Unlike the mourning fans, the people who were closest to Onfroy were the ones who suffered the most. When he denied Geneva’s claims of domestic abuse, he took to social media and fanned the flames of hate against her. It is this irony set up with her introduction to the documentary: he initially wooed her when they met saying he did not want her to feel alone. She was formerly homeless, and he had enticed her to quit her only job and stay with him. What ensued after was completely and utterly preventable.

Yet, at the same time, he ultimately fulfills a fate that would do that. Look At Me is helmed by a Black female director and this becomes evident when the women of the story assume more responsibility and forgiveness to a man—Onfroy—who was a byproduct and represented a very specific brand of toxic masculinity. Geneva even admits on-screen that she did not want to harm his career and felt guilty when he went to prison because of her. He would use the mugshot from that prison visit as the cover art for his next album, almost mocking her and making a statement that can be rather ugly. His friends, too, only said, “Of course, we believed him.”

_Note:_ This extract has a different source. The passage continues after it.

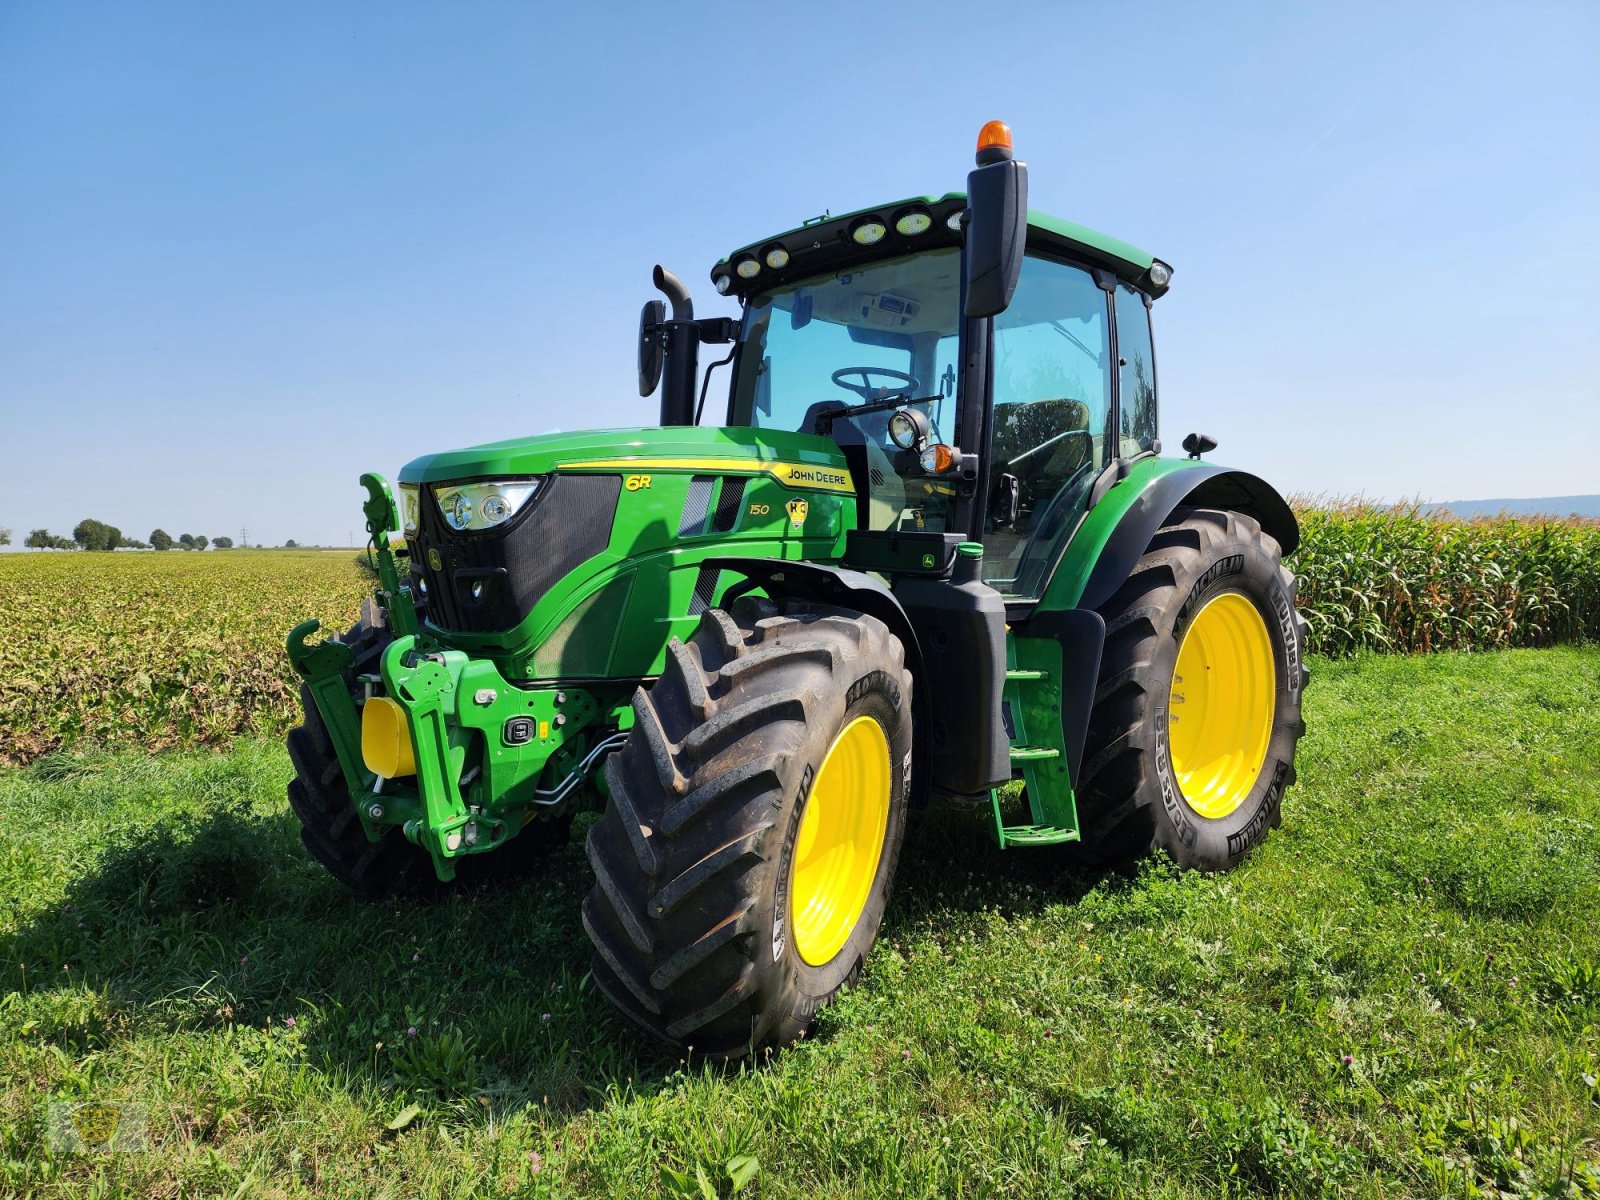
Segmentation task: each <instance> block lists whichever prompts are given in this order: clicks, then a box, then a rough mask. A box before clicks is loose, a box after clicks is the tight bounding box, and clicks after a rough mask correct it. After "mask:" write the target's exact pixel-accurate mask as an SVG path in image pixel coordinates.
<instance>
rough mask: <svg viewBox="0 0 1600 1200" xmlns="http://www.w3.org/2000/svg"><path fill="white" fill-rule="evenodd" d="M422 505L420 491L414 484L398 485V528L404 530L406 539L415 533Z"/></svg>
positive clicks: (420, 492) (421, 496)
mask: <svg viewBox="0 0 1600 1200" xmlns="http://www.w3.org/2000/svg"><path fill="white" fill-rule="evenodd" d="M421 504H422V490H421V488H419V486H418V485H416V483H402V485H400V528H402V530H405V534H406V538H410V536H411V534H413V533H416V525H418V520H419V517H421V515H422V510H421Z"/></svg>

Portrait of a Tortured Artist

While the nitty-gritty details of Onfroy’s childhood are discussed openly, an underlying thread that ties this all together is a story about a tortured artist. This point seems to hammer in repeatedly throughout the documentary, even if the people talking about it do not comprehend the larger issue going beyond them and what they have experienced so far. One of Onfroy’s crew members states at one point, “All these people [in the world] want is to see us destroy each other.” This pivotal moment clearly defines the overarching agenda: Onfroy’s music, as XXXTentacion, was a source of concern.

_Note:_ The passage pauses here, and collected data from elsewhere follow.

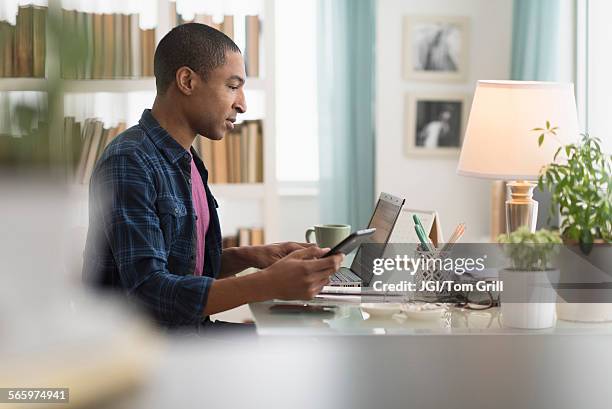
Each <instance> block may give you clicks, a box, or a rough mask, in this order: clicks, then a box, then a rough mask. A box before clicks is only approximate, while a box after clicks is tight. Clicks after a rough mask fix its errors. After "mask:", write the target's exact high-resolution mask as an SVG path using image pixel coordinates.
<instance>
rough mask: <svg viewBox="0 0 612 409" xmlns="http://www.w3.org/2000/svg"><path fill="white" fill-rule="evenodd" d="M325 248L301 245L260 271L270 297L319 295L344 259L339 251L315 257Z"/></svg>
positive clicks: (321, 251) (290, 296)
mask: <svg viewBox="0 0 612 409" xmlns="http://www.w3.org/2000/svg"><path fill="white" fill-rule="evenodd" d="M294 244H295V243H294ZM328 251H329V249H321V248H319V247H316V246H309V247H306V248H301V249H299V250H296V251H294V252H292V253H291V254H289V255H288V256H285V257H284V258H282V259H281V260H280V261H278V262H276V263H274V264H272V265H271V266H270V267H268V268H266V269H265V270H264V271H262V272H261V273H260V274H262V275H265V277H266V282H267V286H268V289H269V291H270V293H269V294H270V296H271V297H272V298H278V299H281V300H309V299H311V298H313V297H314V296H315V295H317V294H319V292H321V289H322V288H323V287H324V286H325V285H327V284H329V276H330V275H332V274H334V273H335V272H336V271H338V269H339V268H340V265H341V264H342V260H343V259H344V255H343V254H336V255H333V256H330V257H326V258H319V257H321V256H323V255H324V254H325V253H327V252H328Z"/></svg>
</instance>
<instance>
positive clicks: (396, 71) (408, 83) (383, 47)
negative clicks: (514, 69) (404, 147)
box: [376, 0, 512, 241]
mask: <svg viewBox="0 0 612 409" xmlns="http://www.w3.org/2000/svg"><path fill="white" fill-rule="evenodd" d="M411 14H417V15H419V14H420V15H441V16H466V17H469V18H470V20H471V24H470V46H469V62H470V64H469V68H468V80H467V81H465V82H463V83H446V84H445V83H438V84H436V83H434V82H426V83H425V82H422V83H416V82H408V81H405V80H404V79H403V77H402V52H401V50H402V20H403V16H404V15H411ZM376 30H377V41H376V42H377V48H376V72H377V75H376V135H377V136H376V137H377V146H376V191H377V192H380V191H386V192H389V193H392V194H396V195H403V196H404V197H405V198H406V206H407V207H410V208H417V209H432V210H437V211H438V213H439V215H440V220H441V223H442V228H443V232H444V235H445V237H446V238H448V237H449V235H450V233H451V232H452V230H453V229H454V227H455V225H456V224H458V223H460V222H465V223H466V224H467V231H466V235H465V241H475V240H482V239H487V238H488V236H489V219H490V208H489V203H490V182H488V181H484V180H479V179H472V178H466V177H459V176H457V175H456V174H455V171H456V167H457V161H458V156H457V157H453V158H436V157H432V158H407V157H405V156H404V154H403V146H404V140H403V138H404V97H405V94H406V93H410V92H428V93H429V92H442V93H464V94H466V95H468V96H469V97H470V101H469V103H468V107H466V109H468V112H469V104H471V96H472V95H473V92H474V89H475V86H476V81H477V80H479V79H507V78H508V77H509V75H510V53H511V37H512V1H511V0H495V1H491V0H460V1H458V0H429V1H422V0H378V5H377V29H376Z"/></svg>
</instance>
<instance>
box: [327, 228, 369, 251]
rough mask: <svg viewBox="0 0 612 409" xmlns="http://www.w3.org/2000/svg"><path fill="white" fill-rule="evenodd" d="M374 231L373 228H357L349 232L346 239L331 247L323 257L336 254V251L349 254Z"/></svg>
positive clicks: (342, 240)
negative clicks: (349, 233) (351, 251)
mask: <svg viewBox="0 0 612 409" xmlns="http://www.w3.org/2000/svg"><path fill="white" fill-rule="evenodd" d="M375 231H376V229H375V228H372V229H365V230H357V231H356V232H353V233H351V235H350V236H348V237H347V238H346V239H344V240H342V241H341V242H340V243H338V244H337V245H336V246H335V247H334V248H333V249H331V250H330V251H328V252H327V253H325V254H324V255H323V257H329V256H333V255H334V254H338V253H342V254H349V253H350V252H351V251H353V250H355V249H356V248H357V247H359V246H360V245H361V243H363V242H364V241H366V239H367V238H368V237H370V236H371V235H373V234H374V232H375ZM323 257H321V258H323Z"/></svg>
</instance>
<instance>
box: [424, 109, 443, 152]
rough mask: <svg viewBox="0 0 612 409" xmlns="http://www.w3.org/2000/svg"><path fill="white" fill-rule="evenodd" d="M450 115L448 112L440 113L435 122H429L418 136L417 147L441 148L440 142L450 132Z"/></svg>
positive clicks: (438, 115) (441, 112)
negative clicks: (436, 119)
mask: <svg viewBox="0 0 612 409" xmlns="http://www.w3.org/2000/svg"><path fill="white" fill-rule="evenodd" d="M451 118H452V114H451V113H450V111H446V110H445V111H442V112H440V114H439V115H438V119H437V120H433V121H431V122H429V123H428V124H427V125H425V127H423V129H422V130H421V132H419V135H418V143H417V146H423V147H425V148H437V147H439V146H442V143H441V141H442V140H444V138H445V136H446V135H447V134H448V133H449V131H450V120H451Z"/></svg>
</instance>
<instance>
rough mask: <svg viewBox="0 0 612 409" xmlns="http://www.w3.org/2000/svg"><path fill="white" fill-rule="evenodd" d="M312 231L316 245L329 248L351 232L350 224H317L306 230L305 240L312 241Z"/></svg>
mask: <svg viewBox="0 0 612 409" xmlns="http://www.w3.org/2000/svg"><path fill="white" fill-rule="evenodd" d="M313 233H314V235H315V238H316V243H317V246H319V247H321V248H325V247H329V248H330V249H331V248H334V246H336V244H338V243H340V242H341V241H342V240H344V239H345V238H347V237H348V236H349V235H350V234H351V226H349V225H348V224H317V225H315V226H314V227H311V228H309V229H308V230H306V242H308V243H314V242H313V241H311V238H312V235H313Z"/></svg>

He openly admitted his darkest struggles with mental health and was celebrated for it by fans, who claimed they felt seen, creating something that relies on suffering to keep continuing. Thus begins a complicated, destructive cycle of art, mainstream attention, and success. He may have had the weight of not only his grief and struggles but also an entire fandom’s, on his shoulders. Yet, at the same time, the parts of his personality that were celebrated were justified by his fans as a source of entertainment. Not only were these artists rewarded for “destroying each other,” but they were destroying themselves as well in the process.

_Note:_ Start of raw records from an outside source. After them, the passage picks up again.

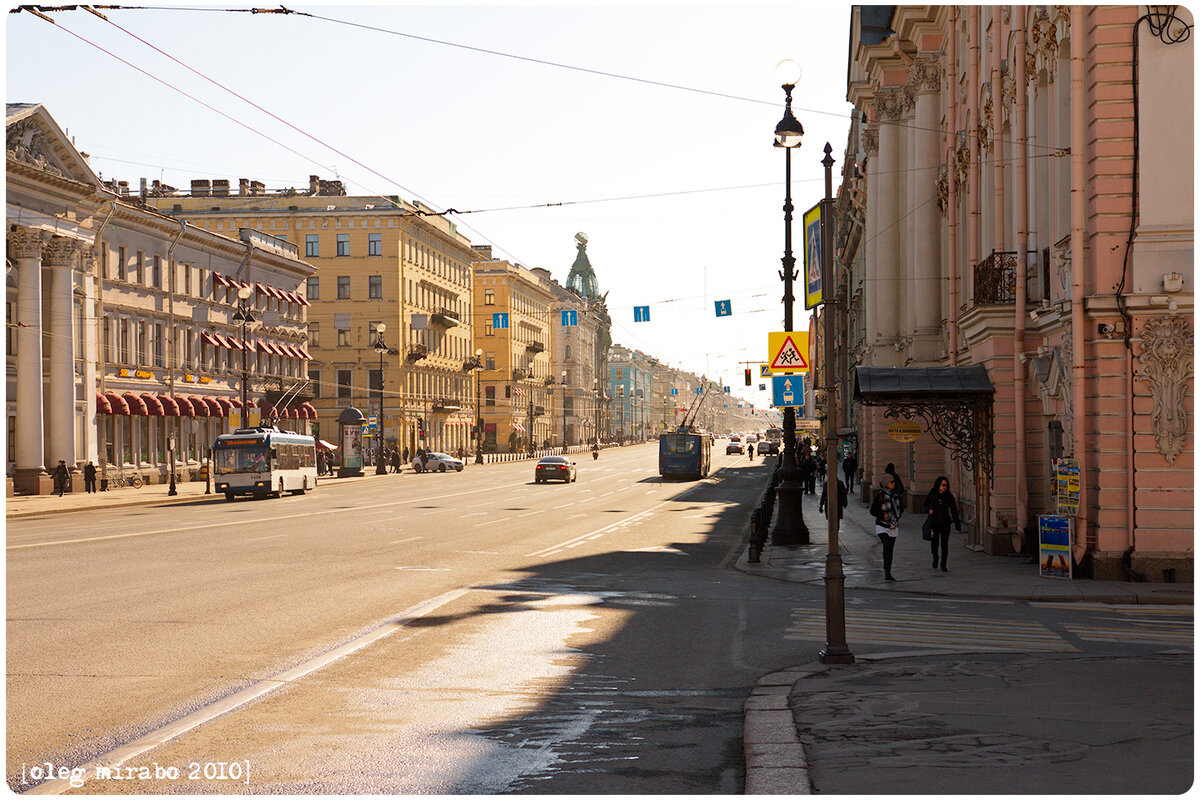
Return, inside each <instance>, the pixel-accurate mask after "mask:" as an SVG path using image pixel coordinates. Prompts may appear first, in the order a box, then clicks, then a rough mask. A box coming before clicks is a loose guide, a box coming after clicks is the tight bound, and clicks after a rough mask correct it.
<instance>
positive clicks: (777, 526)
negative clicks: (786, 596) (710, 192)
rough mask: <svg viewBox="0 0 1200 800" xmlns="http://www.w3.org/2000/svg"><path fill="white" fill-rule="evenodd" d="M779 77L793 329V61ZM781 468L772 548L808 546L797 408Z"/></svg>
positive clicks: (787, 314)
mask: <svg viewBox="0 0 1200 800" xmlns="http://www.w3.org/2000/svg"><path fill="white" fill-rule="evenodd" d="M778 72H779V76H780V78H781V79H782V82H784V83H782V89H784V95H785V97H786V102H785V106H784V119H781V120H780V121H779V125H776V126H775V146H776V148H782V149H784V186H785V194H784V259H782V264H784V269H782V271H781V272H780V277H781V278H782V279H784V330H785V331H791V330H792V305H793V301H794V297H793V295H792V282H793V281H794V279H796V257H794V255H792V210H793V207H792V149H793V148H799V146H800V138H802V137H803V136H804V127H803V126H802V125H800V122H799V120H797V119H796V116H793V115H792V90H793V89H796V82H797V80H799V78H800V74H799V73H800V68H799V65H797V64H796V62H794V61H791V60H785V61H781V62H780V64H779V68H778ZM782 459H784V463H782V468H781V469H780V482H779V488H778V489H776V493H778V497H779V515H776V517H775V522H774V527H773V529H772V531H770V542H772V545H808V543H809V529H808V525H805V524H804V516H803V513H802V507H800V505H802V494H800V482H799V469H798V468H797V453H796V409H794V408H793V407H791V405H788V407H786V408H785V409H784V455H782Z"/></svg>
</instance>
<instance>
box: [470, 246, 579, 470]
mask: <svg viewBox="0 0 1200 800" xmlns="http://www.w3.org/2000/svg"><path fill="white" fill-rule="evenodd" d="M479 249H480V254H482V255H485V257H490V253H488V252H487V251H488V248H479ZM553 303H554V295H553V293H552V290H551V285H550V283H548V282H547V281H546V279H545V278H544V277H542V276H540V275H538V273H535V272H534V271H532V270H528V269H526V267H523V266H521V265H520V264H510V263H509V261H493V260H481V261H476V263H475V264H474V311H473V314H472V318H473V320H474V330H475V348H476V351H479V350H482V355H481V356H480V357H481V361H482V365H484V368H482V371H481V372H480V374H479V391H480V395H481V410H482V420H484V450H485V451H486V452H514V451H518V450H523V449H526V447H527V446H528V444H529V441H530V434H532V441H533V443H534V444H536V445H541V444H542V443H546V441H552V440H553V432H554V420H556V411H554V409H556V407H554V405H553V403H552V401H553V399H554V397H556V392H554V390H556V383H557V378H556V375H554V373H553V367H552V362H551V353H552V344H553V343H552V341H551V333H552V326H551V308H552V306H553ZM497 314H502V317H500V318H499V319H497V317H496V315H497ZM504 314H506V323H508V326H506V327H505V326H504V323H505V318H504V317H503V315H504ZM497 321H499V323H500V324H499V325H496V323H497ZM558 390H559V393H560V392H562V389H560V387H558Z"/></svg>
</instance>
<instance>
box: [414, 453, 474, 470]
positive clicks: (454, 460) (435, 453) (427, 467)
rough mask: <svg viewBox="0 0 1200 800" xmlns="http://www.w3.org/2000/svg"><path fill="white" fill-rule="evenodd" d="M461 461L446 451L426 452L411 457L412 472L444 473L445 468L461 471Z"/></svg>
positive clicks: (461, 463) (450, 469)
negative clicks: (416, 455)
mask: <svg viewBox="0 0 1200 800" xmlns="http://www.w3.org/2000/svg"><path fill="white" fill-rule="evenodd" d="M462 465H463V462H462V459H461V458H455V457H454V456H450V455H448V453H437V452H427V453H425V455H424V456H418V457H416V458H414V459H413V471H414V473H445V471H446V470H451V469H452V470H455V471H456V473H461V471H462Z"/></svg>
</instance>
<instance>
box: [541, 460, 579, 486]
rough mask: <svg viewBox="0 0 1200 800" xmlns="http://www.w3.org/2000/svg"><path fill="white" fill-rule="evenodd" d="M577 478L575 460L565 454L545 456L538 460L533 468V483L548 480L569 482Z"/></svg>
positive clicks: (568, 482)
mask: <svg viewBox="0 0 1200 800" xmlns="http://www.w3.org/2000/svg"><path fill="white" fill-rule="evenodd" d="M577 479H578V473H577V471H576V469H575V462H574V461H571V459H570V458H568V457H566V456H546V457H544V458H542V459H541V461H539V462H538V465H536V467H535V468H534V470H533V482H534V483H545V482H546V481H550V480H554V481H563V482H564V483H570V482H572V481H575V480H577Z"/></svg>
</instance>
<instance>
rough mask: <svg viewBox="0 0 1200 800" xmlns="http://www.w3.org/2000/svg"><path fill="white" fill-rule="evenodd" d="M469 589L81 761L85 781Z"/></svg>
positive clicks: (271, 691)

Look At Me’s strengths lie in the fact it refuses to glorify Onfroy for his music or its fame. It brings in his ex-girlfriend for an interview about what she faced at his hands, his former friends admit that sometimes no one wanted to be around him, and there are multiple instances shown where he live-streamed himself brutally beating people up. Others outside of the inner crew can acknowledge how toxic the environment was when it came to abuse, mimicking the same circumstances that would allow people like Harvey Weinstein to stay in power for as long as they could.

His life was not the cleanest, and while he did struggle to get to where he was, he was also partially a victim of circumstance. It may have been a different story if he had access to better means of self-expression and self-understanding. But perhaps that is one of the biggest tragedies of his story: asking what if XYZ were different? In an alternate universe, XXXTentacion may have been an icon for mental health awareness in music, someone from Generation Z that would leave behind an extensive legacy.

Onfroy did achieve that in a way, but there are some critical lessons to take away from his story. There is no excusing his behavior and what he did, but instead, we can try to understand the root of these problems. Onfroy is not the only one suffering from and inflicting such damage; he only found the right words and platform that, in turn, gave exposure to what he did.